By Nathan Lurz, health enews, a news service from Advocate Health Care

One of the biggest storylines of the NBA Playoffs this year has been the notable absence of the head coach of the championship-favorite Golden State Warriors, Steve Kerr.

Kerr – who played in the NBA from 1988 to 2003 and has won three championships with the Chicago Bulls, two with the San Antonio Spurs and another as the Warriors head coach – has been in and out as the in-game leader of the team since a 2015 back surgery for a ruptured disc, per media reports. He missed 43 games in 2016 due to the injury and has missed a significant portion of this year’s playoffs, including last night’s 113-91 win over the Cleveland Cavaliers in Game 1 of the NBA Finals.

While recent reports suggest he hopes to return “at some point” during the series, clearly his injury has greatly limited him, as back injuries do to many across the country each year.

The coach’s health problems have stemmed from complications during the procedure involving damage to the dura, the outermost layer membrane surrounding the spinal cord. A second surgery a few months later apparently did not solve the issue. A cerebrospinal fluid leak can cause headaches, nausea and visible leaking fluid from a nostril or ear.

Dr. Egon Doppenberg, a neurosurgeon at Advocate Good Samaritan Hospital in Downers Grove, Ill., says a disc rupture injury is extremely common, though more than 70 percent of patients reported recovery within a year. Damage to the spine’s dura can happen in between 1 and 2 percent of all surgeries.

“Every surgeon who does back surgery will at some point have the complication of a spinal fluid leak,” he says. “99 times out of 100, we know during the surgery that it happens, and we take care of it in the surgery.”

Dr. Doppenberg compares fixing the problem to “suturing a plastic bag full of water,” but says the fact that the injury has caused so many problems for the head coach is quite unusual, particularly after multiple surgeries on a younger, healthy patient.

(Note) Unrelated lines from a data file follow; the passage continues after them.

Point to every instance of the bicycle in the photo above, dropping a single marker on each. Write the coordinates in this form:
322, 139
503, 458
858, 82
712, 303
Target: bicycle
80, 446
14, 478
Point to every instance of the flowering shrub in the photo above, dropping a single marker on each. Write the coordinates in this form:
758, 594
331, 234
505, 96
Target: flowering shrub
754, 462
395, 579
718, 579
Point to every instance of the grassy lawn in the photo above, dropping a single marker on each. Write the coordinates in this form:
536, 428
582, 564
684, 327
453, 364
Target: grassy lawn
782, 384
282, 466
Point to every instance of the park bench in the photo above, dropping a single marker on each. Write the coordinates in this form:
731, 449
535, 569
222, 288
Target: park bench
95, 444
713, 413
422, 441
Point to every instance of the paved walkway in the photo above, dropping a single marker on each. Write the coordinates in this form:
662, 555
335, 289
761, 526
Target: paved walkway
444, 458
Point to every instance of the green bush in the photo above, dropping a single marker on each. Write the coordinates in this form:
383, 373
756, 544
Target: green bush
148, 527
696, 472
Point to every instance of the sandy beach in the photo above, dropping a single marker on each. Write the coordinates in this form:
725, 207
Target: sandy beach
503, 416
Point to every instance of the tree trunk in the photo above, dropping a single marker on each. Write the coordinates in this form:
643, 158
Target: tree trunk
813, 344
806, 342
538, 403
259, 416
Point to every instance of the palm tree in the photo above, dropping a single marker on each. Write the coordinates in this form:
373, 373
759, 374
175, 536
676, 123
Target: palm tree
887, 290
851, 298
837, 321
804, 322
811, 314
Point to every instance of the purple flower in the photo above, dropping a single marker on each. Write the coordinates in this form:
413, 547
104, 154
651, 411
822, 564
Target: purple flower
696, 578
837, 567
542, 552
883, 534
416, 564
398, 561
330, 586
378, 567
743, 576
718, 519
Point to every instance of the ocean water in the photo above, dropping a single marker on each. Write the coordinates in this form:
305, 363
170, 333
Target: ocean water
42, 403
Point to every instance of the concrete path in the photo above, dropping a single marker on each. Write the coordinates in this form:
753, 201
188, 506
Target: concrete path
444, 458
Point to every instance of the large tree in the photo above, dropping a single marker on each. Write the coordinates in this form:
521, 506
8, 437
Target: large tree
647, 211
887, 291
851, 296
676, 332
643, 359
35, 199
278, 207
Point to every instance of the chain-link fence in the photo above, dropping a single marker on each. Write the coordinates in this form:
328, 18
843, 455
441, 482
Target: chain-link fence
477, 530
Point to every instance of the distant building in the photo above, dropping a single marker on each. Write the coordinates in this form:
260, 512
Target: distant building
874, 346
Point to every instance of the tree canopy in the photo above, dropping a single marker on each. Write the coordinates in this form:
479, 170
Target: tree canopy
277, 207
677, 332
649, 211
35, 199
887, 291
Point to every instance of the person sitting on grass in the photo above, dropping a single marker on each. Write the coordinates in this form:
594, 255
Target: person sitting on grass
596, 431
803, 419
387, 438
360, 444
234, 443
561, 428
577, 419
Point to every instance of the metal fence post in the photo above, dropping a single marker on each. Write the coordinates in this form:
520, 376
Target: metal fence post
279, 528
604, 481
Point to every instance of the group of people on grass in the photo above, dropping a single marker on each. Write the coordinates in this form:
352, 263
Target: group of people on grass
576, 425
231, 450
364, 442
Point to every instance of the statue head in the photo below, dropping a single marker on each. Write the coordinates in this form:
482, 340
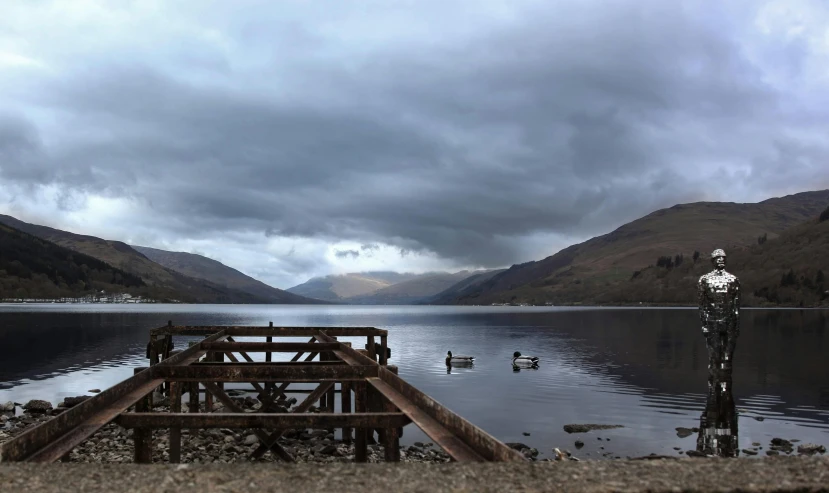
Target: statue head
718, 258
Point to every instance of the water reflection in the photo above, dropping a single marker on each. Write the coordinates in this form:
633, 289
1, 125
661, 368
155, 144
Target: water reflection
641, 368
718, 433
517, 368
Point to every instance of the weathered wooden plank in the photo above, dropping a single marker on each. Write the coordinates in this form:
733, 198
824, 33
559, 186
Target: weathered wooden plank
94, 420
360, 434
242, 331
274, 347
259, 420
175, 431
273, 364
450, 443
230, 404
482, 443
246, 373
300, 408
345, 407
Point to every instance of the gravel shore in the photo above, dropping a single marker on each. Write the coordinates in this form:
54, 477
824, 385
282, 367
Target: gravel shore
801, 474
113, 444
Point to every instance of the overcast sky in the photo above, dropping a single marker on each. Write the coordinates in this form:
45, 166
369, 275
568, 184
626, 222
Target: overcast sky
290, 139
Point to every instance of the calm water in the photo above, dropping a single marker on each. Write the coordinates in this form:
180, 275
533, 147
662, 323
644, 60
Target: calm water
641, 368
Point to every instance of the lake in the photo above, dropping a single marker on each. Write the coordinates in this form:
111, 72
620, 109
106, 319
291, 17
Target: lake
644, 369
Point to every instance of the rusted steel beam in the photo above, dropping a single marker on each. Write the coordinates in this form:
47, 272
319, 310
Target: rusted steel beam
260, 420
384, 344
230, 404
450, 443
360, 434
244, 373
275, 347
480, 442
300, 408
345, 407
52, 439
268, 331
142, 438
175, 430
45, 443
273, 364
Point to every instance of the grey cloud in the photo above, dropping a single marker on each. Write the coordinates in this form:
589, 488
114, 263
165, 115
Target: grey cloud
550, 124
346, 253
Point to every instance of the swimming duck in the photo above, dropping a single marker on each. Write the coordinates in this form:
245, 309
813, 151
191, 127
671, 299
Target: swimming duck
458, 359
517, 360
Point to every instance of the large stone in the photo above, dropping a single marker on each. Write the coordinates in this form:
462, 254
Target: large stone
684, 432
517, 446
810, 449
583, 428
38, 406
74, 401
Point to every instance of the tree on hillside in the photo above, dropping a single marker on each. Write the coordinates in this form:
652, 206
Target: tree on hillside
788, 279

Without knowing Kerr’s medical history, details of the case or what sorts of physical therapy or pain relief procedures were tried, it is hard to say whether Kerr should have had the surgery in the first place, Dr. Doppenberg says.

However, the neurosurgeon says he hopes Kerr’s story wouldn’t dissuade people who may truly need back surgery due to debilitating and acute pain, neurological deficits like a weak limb or chronic pain that have not responded to more conservative therapy methods. Surgery can often be the best option, particularly in lieu of overprescribing opioid painkillers, which can lead to abuse and addiction.

“If nothing else helps, surgery can start making sense,” he says. “If you go that route, [the patient and doctor] have to have a very clear conversation. Any time there is surgery, there are risks – life-changing risks at times. But it can also give you back your life.”